El Llano en llamas es el primero de los cuentos desde que Rulfo decidió ordenar cronológicamente según el orden de composición este conjunto de relatos, entonces fundacionales, hoy clásicos y mañana tan inagotables como ahora. Unos cuentos que le ayudaron a encontrar el tono y la atmósfera que se prefiguran ya en Luvina y que serían el centro de Pedro Páramo, la novela que estaba escribiendo mientras componía estos relatos que influirían decisivamente en la narrativa de García Márquez, que reconoció siempre a Rulfo como su maestro.
Talpa, ¡Diles que no me maten!, Luvina o No oyes ladrar los perros son títulos imprescindibles en el canon del cuento hispanoamericano, relatos protagonizados por la desolación de personajes despojados en medio de los yermos polvorientos. Personajes herméticos y desconfiados, solitarios y vinculados casi orgánicamente a la tierra y aplastados con estoicismo por el peso de los muertos y los recuerdos.
En El Llano en llamas Rulfo escribió un epitafio de aquellas tierras calcinadas; trazó en Es que somos muy pobres la imagen imborrable de una muchacha que no se casa porque pierde su dote; hizo de Macario, el niño huérfano, el protagonista del cuento que más recuerda a Faulkner; reflejó la violencia del campesino en Acuérdate y el bandidaje en La Cuesta de las Comadres; habló de los fugitivos en La noche que lo dejaron solo y en El hombre; del asesinato del patrón en el relato En la madrugada; de viajes agotadores y errancias por la tierra caliente del desierto en Talpa y en No oyes ladrar los perros; completó la intensa narración de una venganza en ¡Diles que no me maten!; describió la esterilidad de los campos en Nos han dado la tierra y, a través del monólogo de un maestro de escuela, dibujó un ámbito maldito en Luvina, “un lugar moribundo.”

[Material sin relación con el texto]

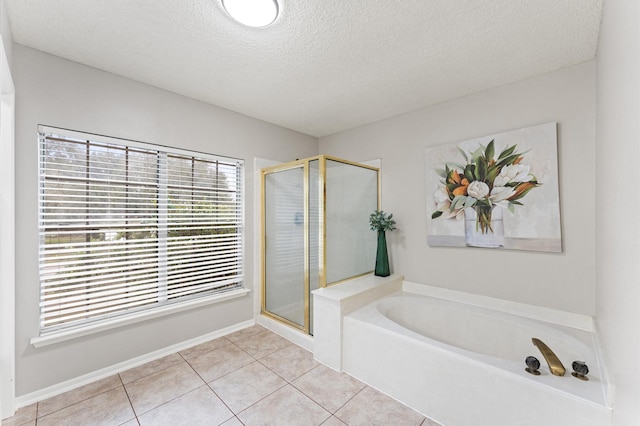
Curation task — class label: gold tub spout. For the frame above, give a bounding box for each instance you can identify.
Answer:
[532,338,566,376]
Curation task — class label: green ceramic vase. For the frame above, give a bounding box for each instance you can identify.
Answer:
[375,230,390,277]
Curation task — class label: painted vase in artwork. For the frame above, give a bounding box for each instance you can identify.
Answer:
[464,205,504,248]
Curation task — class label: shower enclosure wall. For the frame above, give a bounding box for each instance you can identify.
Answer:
[261,156,379,335]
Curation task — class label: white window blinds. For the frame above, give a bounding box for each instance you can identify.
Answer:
[38,127,244,334]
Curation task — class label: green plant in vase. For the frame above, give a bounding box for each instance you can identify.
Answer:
[369,210,397,277]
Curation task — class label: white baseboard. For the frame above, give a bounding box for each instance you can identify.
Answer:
[256,314,313,351]
[14,319,255,409]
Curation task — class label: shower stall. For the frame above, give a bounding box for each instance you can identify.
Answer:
[261,156,380,335]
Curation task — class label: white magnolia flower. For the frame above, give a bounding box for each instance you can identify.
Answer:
[489,185,515,207]
[494,164,532,187]
[434,187,449,207]
[433,187,457,219]
[467,181,490,200]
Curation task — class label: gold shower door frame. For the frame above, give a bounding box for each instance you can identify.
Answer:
[261,155,380,334]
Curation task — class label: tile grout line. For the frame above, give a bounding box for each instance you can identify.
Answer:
[243,335,363,419]
[120,354,185,386]
[210,340,288,415]
[34,376,125,421]
[202,331,318,421]
[255,351,320,384]
[183,341,268,423]
[123,352,208,420]
[330,383,368,420]
[21,328,317,426]
[119,379,138,425]
[226,380,290,419]
[181,356,238,420]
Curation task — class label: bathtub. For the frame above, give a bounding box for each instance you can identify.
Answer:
[342,290,612,426]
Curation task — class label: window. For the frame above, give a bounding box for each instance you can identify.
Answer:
[37,127,244,335]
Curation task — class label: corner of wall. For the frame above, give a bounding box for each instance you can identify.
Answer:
[0,0,13,68]
[595,0,640,424]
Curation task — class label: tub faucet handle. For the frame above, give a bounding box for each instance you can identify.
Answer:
[532,338,566,376]
[571,361,589,381]
[525,356,541,375]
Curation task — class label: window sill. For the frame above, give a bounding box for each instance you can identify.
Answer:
[30,288,251,348]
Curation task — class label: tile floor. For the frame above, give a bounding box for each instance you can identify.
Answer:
[2,325,441,426]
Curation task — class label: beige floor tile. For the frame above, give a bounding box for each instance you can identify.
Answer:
[237,385,331,426]
[37,386,135,426]
[179,337,231,360]
[224,325,266,343]
[187,343,254,382]
[293,365,365,413]
[335,386,425,426]
[421,417,443,426]
[1,403,37,426]
[119,353,184,384]
[37,374,122,417]
[321,416,348,426]
[137,385,233,426]
[125,361,205,416]
[233,329,291,359]
[259,344,319,382]
[2,422,34,426]
[220,417,243,426]
[121,419,140,426]
[210,361,286,413]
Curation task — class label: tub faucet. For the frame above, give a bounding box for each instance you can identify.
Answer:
[532,338,566,376]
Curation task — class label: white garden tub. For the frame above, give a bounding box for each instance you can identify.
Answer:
[342,290,612,426]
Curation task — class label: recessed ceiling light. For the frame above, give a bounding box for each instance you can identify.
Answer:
[222,0,279,27]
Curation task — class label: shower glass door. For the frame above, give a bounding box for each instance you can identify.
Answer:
[261,155,379,336]
[263,164,307,330]
[325,159,378,284]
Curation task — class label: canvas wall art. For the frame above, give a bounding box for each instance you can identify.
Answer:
[425,122,562,252]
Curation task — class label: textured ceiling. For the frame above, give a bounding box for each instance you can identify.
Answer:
[5,0,602,137]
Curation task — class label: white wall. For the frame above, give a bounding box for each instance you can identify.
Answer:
[320,61,597,316]
[0,0,11,66]
[0,0,14,418]
[595,0,640,424]
[12,45,318,396]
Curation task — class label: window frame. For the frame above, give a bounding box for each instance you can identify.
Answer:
[32,126,248,347]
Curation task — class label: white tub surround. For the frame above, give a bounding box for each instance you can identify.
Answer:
[311,273,403,371]
[342,284,612,426]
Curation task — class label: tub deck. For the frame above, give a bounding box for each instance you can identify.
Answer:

Son las voces de los personajes las que sostienen estos relatos subjetivos, narrados la mayoría de ellos en primera persona, como un monólogo del narrador protagonista o del narrador testigo, o como un diálogo con las sombras mudas del interlocutor invisible al que a menudo se dirigen.
Dotados no sólo de unidad temática, sino de una notable coherencia formal, los relatos de El Llano en llamas, más allá de su trasfondo histórico concreto y de sus ásperas referencias geográficas, construyen un mundo narrativo inconfundible, cimentado en la imagen del hombre desvalido en medio de un mundo inhóspito, en medio de un vacío que está fuera del tiempo y del espacio.
Y ese mundo se levanta literariamente con el lenguaje entre poético y coloquial de unos personajes que no actúan, unos personajes que hablan o murmuran para recordar desde situaciones extremas que desencadenan los procesos de la memoria sobre los que se sustentan estos cuentos imprescindibles.
Además del texto definitivo de El Llano en llamas, esta edición conmemorativa se abre con la reproducción facsímil de la primera versión del cuento que da título al conjunto: la versión que apareció en diciembre de 1950 en la revista América.
Un cuadernillo final ofrece la reproducción en color de medio centenar de portadas de diversas traducciones del libro a muy diversas lenguas: entre una edición milanesa de 1963 y la reciente edición portuguesa de 2023.